Consider synchronising two motors ....

It works very well. Thank you :slight_smile:

I changed configuration and my steps are in 0,01 Hz, thats great.

Only maybe not clever question.
Why 250 kHz?

@johnwasser Thank you, I will test it as well :slight_smile:

No particular reason except for resolution available for the PWM timer. You can play with the number since it TIMER1 is 16 bit which gives you a lot of possible combinations

There are only five values of prescale you can use on Timer1: 1, 8, 64, 256, 1024

You usually pick the smallest prescale that keeps your TOP value below 17 bits (you only have 16 bits for the value of TOP.
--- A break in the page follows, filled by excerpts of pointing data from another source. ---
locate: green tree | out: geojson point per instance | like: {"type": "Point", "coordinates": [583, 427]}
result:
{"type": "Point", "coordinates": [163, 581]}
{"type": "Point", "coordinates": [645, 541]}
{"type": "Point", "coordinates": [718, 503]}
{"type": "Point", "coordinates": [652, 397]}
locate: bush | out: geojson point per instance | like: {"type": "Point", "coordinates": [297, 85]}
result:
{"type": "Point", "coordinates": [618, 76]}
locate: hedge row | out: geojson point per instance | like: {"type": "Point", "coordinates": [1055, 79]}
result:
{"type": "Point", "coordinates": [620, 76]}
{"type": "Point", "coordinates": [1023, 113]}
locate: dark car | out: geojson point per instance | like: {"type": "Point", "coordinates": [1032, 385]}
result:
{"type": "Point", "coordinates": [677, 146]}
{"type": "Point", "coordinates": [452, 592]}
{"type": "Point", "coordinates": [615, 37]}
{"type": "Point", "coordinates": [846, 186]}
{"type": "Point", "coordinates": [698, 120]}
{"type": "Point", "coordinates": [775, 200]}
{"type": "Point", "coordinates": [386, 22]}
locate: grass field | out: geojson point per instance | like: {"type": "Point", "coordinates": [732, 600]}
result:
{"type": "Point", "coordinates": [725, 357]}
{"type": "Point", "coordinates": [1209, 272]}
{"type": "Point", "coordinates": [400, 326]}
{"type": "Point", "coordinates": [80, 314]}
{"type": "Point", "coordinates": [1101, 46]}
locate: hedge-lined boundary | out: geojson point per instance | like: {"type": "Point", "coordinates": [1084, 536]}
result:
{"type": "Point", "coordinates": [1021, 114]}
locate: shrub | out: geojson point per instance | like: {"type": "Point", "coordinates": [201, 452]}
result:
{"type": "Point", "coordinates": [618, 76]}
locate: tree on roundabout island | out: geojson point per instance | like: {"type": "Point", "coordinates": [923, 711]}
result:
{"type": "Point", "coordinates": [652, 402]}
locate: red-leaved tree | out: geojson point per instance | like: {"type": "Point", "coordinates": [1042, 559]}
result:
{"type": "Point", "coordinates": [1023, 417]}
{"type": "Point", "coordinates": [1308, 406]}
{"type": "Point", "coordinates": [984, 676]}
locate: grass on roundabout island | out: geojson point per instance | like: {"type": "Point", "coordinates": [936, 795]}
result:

You can't use prescale 1 because it only goes down to 16MHz / 65536 = 244 Hz.

Prescale 8 (2 MHz clock) goes down to 30.5 Hz so that is what I would have used. TOP = 43667 for 45.8 Hz and TOP = 18348 for 109 Hz so you would have 25,319 steps between 45.8 Hz and 109 Hz.

Prescale 64 (250 kHz clock) goes down to 3.8 Hz which is overkill for your purposes (45.8-109 Hz).